A Companion to the American West is a rigorous, illuminating introduction to the history of the American West. Twenty-five essays by expert scholars synthesize the best and most provocative work in the field. Combining a comprehensive overview with historiography, the Companion covers such topics as industrialism, women, Native Americans, exploration, religion, politics, and art. The essays are lively, well written, and suited to the student, scholar, and all interested readers of the history of the American West.
A Companion to California History is an innovative, thorough introduction to the history and culture of California. Written by both senior scholars and new voices in the field, the essays range widely across perspectives, including political, social, economic, and environmental history. The volume's unique structure pairs and groups essays that are similar in approach and conception so they work both as individual pieces and also as companions to each other throughout the text.
A Companion to Los Angeles is a unique study of America's second largest city, and the first Companion devoted to a single metropolis. The volume consists of 25 essays, each an original contribution by a writer or scholar, which collectively assess the best and most important work to date on the complex history of Los Angeles. Instead of organizing the essays around discrete, time-specific events, the editors focus on critical themes and broad multi-disciplinary topics which span different periods and generations, including demography, social unrest, politics, popular culture, architecture, and urban studies. Together, the contributions constitute a lively and informed introduction to a history as fascinating as it is complex.
About the Author: William Deverell is Professor of History at the University of Southern California and Director of the Huntington-USC Institute on California and the West. He is a historian of the nineteenth- and twentieth-century American West. His recent publications include Whitewashed Adobe: The Rise of Los Angeles and the Remaking of Its Mexican Past (2004).
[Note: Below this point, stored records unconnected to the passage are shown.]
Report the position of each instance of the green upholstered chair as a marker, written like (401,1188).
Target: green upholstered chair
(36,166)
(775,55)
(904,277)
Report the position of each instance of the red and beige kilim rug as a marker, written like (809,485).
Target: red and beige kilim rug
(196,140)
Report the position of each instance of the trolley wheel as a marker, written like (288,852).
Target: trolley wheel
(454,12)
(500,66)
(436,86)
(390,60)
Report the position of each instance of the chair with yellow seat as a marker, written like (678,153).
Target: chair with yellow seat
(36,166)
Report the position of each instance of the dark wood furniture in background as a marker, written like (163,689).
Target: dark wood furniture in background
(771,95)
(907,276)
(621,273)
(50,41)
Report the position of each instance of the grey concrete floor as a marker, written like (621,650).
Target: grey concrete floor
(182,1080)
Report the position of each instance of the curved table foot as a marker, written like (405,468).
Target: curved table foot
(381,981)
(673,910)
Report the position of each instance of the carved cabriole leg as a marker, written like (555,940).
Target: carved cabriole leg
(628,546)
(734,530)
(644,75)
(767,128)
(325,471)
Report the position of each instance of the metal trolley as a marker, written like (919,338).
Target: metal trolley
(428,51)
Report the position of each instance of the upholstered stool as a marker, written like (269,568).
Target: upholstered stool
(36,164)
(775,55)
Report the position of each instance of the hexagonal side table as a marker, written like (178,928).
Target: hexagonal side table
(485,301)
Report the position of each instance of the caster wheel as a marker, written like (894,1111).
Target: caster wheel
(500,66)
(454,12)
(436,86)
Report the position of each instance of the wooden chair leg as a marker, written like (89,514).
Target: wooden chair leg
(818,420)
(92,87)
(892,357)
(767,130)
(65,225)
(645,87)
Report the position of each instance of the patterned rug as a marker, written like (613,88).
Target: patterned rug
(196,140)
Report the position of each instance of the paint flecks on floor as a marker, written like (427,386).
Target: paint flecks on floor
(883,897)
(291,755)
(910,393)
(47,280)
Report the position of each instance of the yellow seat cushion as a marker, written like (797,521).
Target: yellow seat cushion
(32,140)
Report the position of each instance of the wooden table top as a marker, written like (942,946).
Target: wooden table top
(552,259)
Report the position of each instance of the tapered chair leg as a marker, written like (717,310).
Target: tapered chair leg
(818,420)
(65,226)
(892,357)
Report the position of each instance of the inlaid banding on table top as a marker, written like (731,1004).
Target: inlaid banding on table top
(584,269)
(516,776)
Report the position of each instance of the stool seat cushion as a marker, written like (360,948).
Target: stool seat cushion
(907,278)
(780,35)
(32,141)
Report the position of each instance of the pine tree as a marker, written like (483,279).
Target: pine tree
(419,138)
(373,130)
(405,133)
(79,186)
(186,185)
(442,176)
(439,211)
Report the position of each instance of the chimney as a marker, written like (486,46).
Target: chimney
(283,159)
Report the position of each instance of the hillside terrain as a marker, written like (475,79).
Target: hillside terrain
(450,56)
He has also co-edited Land of Sunshine: An Environmental History of Metropolitan Los Angeles (2005), Metropolis in the Making: Los Angeles in the 1920s (2001), and The West in the History of the Nation (2000).
David Igler is Associate Professor of History at University of California, Irvine. He is the author of Industrial Cowboys: Miller & Lux and the Transformation of the Far West, 1850-1920 (2001) and co-editor (with Clark Davis) of The Human Tradition in California (2002). He has published articles in the numerous history journals, including the American Historical Review, the Pacific Historical Review, Environmental History, and the Journal of Urban History.
Greg Hise is Professor of History at the University of Nevada, Las Vegas. He studies the economies, architecture, and planning of United States cities. He is the author of Magnetic Los Angeles: Planning the Twentieth-Century Metropolis (1997), co-author of Eden by Design: The 1930 Olmsted-Bartholomew Plan for the Los Angeles Region (2000), and co-editor of Land of Sunshine: An Environmental History of Metropolitan Los Angeles (2005), and Rethinking Los Angeles (1996).